6. Il résulte de ce qui précède, et sans qu'il soit besoin d'examiner les autres moyens de la requête, que M. C... est fondé à soutenir que c'est à tort que, par le jugement attaqué, le Tribunal administratif de la Polynésie française a rejeté sa demande.
7. Il y a lieu, dans les circonstances de l'espèce, de mettre à la charge de l'État une somme de 1 500 euros au titre des dispositions de l'article L. 761-1 du code de justice administrative.
DÉCIDE :
Article 1er : Le jugement n° 1900204 du Tribunal administratif de la Polynésie française en date du 31 octobre 2019 et la décision du ministre de l'action et des comptes publics en date du 28 mai 2019 rejetant la demande de M. C... de reconnaissance du transfert du centre de ses intérêts matériels et moraux en Polynésie française sont annulés.

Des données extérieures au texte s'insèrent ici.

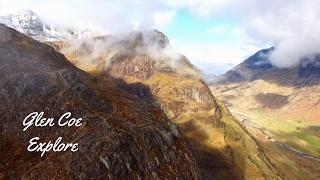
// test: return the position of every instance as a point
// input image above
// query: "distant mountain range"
(258, 66)
(29, 23)
(148, 113)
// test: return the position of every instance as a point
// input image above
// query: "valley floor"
(279, 140)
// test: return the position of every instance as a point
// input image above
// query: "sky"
(213, 34)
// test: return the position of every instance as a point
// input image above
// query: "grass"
(292, 131)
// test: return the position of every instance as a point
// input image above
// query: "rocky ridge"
(123, 137)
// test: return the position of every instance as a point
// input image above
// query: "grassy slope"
(295, 123)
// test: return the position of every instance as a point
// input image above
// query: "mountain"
(144, 65)
(258, 67)
(280, 107)
(149, 83)
(29, 23)
(122, 137)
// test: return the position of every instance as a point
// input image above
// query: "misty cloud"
(292, 26)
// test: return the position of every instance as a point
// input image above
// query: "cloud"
(108, 16)
(290, 25)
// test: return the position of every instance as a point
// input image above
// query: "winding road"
(244, 119)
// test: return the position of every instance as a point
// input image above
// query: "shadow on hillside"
(214, 163)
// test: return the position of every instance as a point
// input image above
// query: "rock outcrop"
(122, 137)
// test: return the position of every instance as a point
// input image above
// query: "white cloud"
(162, 19)
(291, 25)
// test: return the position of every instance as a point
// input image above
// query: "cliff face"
(222, 148)
(122, 137)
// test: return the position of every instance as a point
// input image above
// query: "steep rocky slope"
(122, 137)
(292, 90)
(282, 104)
(144, 64)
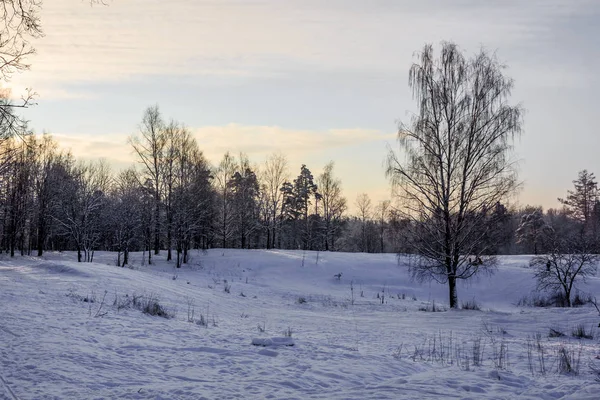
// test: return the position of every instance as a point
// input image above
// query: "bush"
(553, 300)
(471, 305)
(431, 307)
(580, 332)
(555, 333)
(150, 305)
(568, 360)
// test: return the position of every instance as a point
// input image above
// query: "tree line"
(173, 199)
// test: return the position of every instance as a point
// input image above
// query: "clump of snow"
(274, 341)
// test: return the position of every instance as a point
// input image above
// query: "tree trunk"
(452, 291)
(157, 228)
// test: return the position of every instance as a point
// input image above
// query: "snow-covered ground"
(56, 344)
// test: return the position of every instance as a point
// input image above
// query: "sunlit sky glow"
(318, 80)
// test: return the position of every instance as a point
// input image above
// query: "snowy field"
(60, 340)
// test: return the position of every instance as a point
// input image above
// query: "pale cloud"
(232, 40)
(214, 141)
(263, 140)
(312, 147)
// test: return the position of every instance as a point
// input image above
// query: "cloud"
(263, 140)
(214, 141)
(232, 40)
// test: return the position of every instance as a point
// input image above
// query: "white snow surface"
(55, 345)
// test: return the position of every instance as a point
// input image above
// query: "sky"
(317, 80)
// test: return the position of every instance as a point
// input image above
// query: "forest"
(172, 199)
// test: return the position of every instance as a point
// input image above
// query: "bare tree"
(20, 25)
(363, 203)
(275, 173)
(382, 210)
(223, 174)
(457, 164)
(570, 260)
(333, 204)
(533, 229)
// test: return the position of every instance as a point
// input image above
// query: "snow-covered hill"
(70, 331)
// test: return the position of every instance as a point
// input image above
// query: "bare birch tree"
(150, 146)
(457, 163)
(333, 203)
(275, 173)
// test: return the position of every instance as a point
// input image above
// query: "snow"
(57, 344)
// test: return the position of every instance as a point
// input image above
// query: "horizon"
(316, 82)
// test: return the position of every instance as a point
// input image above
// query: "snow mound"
(272, 342)
(61, 268)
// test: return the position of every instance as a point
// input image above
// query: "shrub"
(581, 333)
(568, 360)
(555, 333)
(471, 305)
(431, 307)
(150, 305)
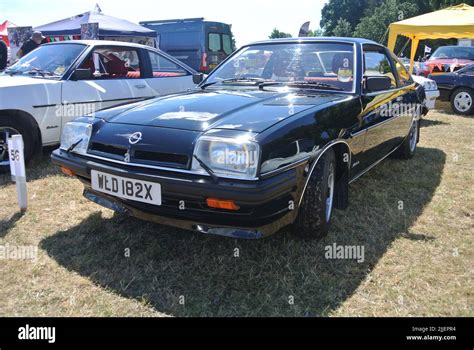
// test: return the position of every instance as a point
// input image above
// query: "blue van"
(200, 44)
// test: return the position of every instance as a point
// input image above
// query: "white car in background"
(431, 90)
(58, 82)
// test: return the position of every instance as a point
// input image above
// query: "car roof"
(316, 39)
(100, 42)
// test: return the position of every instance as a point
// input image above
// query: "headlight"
(74, 132)
(228, 157)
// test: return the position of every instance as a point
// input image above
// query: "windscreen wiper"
(234, 80)
(41, 72)
(303, 84)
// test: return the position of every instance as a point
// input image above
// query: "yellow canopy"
(452, 22)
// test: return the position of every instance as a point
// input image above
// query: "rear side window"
(376, 63)
(214, 42)
(162, 67)
(403, 75)
(113, 63)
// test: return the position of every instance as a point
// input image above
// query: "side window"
(227, 44)
(164, 68)
(403, 74)
(214, 42)
(113, 63)
(376, 63)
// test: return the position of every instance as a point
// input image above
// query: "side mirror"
(82, 74)
(198, 78)
(374, 84)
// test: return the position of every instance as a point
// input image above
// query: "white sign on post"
(17, 168)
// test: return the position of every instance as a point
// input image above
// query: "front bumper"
(264, 204)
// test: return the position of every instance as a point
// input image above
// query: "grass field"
(413, 218)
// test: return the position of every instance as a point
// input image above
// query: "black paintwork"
(293, 127)
(448, 83)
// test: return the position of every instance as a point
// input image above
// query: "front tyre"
(8, 128)
(462, 101)
(314, 215)
(407, 149)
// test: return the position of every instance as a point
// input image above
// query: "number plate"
(136, 190)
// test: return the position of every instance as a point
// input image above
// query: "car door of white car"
(168, 77)
(116, 78)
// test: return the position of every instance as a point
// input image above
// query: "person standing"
(3, 55)
(35, 41)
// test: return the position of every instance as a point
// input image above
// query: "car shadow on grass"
(187, 274)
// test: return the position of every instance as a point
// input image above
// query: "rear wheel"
(462, 101)
(314, 216)
(8, 128)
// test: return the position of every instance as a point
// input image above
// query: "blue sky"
(251, 19)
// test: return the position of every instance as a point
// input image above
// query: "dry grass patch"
(418, 261)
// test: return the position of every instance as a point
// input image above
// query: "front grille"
(161, 157)
(140, 156)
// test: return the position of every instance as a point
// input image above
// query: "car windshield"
(48, 61)
(322, 65)
(451, 52)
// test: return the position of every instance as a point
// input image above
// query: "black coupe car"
(271, 138)
(458, 88)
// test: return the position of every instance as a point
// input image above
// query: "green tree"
(374, 26)
(277, 34)
(343, 28)
(351, 11)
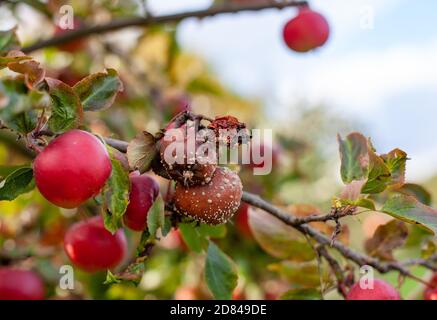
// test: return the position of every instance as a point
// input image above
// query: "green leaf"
(387, 237)
(354, 157)
(32, 71)
(7, 170)
(302, 294)
(16, 102)
(18, 182)
(8, 41)
(141, 151)
(278, 239)
(220, 273)
(417, 191)
(115, 194)
(192, 238)
(361, 202)
(24, 122)
(99, 90)
(409, 209)
(66, 107)
(359, 162)
(396, 161)
(156, 217)
(378, 175)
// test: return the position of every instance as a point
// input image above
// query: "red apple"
(17, 284)
(144, 191)
(242, 220)
(431, 291)
(72, 168)
(381, 291)
(93, 248)
(307, 31)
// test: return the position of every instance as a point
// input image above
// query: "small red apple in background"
(431, 292)
(72, 168)
(17, 284)
(75, 45)
(143, 193)
(263, 150)
(187, 293)
(93, 248)
(381, 291)
(307, 31)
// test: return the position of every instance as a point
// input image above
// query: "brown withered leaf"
(32, 71)
(141, 151)
(352, 191)
(387, 237)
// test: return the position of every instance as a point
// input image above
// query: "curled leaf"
(66, 107)
(141, 151)
(99, 90)
(386, 238)
(32, 71)
(409, 209)
(8, 41)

Article 2 : L'État versera une somme de 1 500 euros à M. C... au titre des dispositions de l'article L. 761-1 du code de justice administrative.
Article 3 : Le présent arrêt sera notifié à M. A... C... et au ministre l'économie, des finances et de la relance.
Délibéré après l'audience du 25 juin 2020, à laquelle siégeaient :
- M. Formery, président de chambre,
- Mme D..., président assesseur,
- M. Doré, premier conseiller,
Rendu public par mise à disposition au greffe, le 9 juillet 2020.
Le président,
S.-L. FORMERY
La République mande et ordonne au ministre de l'économie, des finances et de la relance en ce qui le concerne, ou à tous huissiers de justice à ce requis en ce qui concerne les voies de droit commun contre les parties privées, de pourvoir à l'exécution de la présente décision.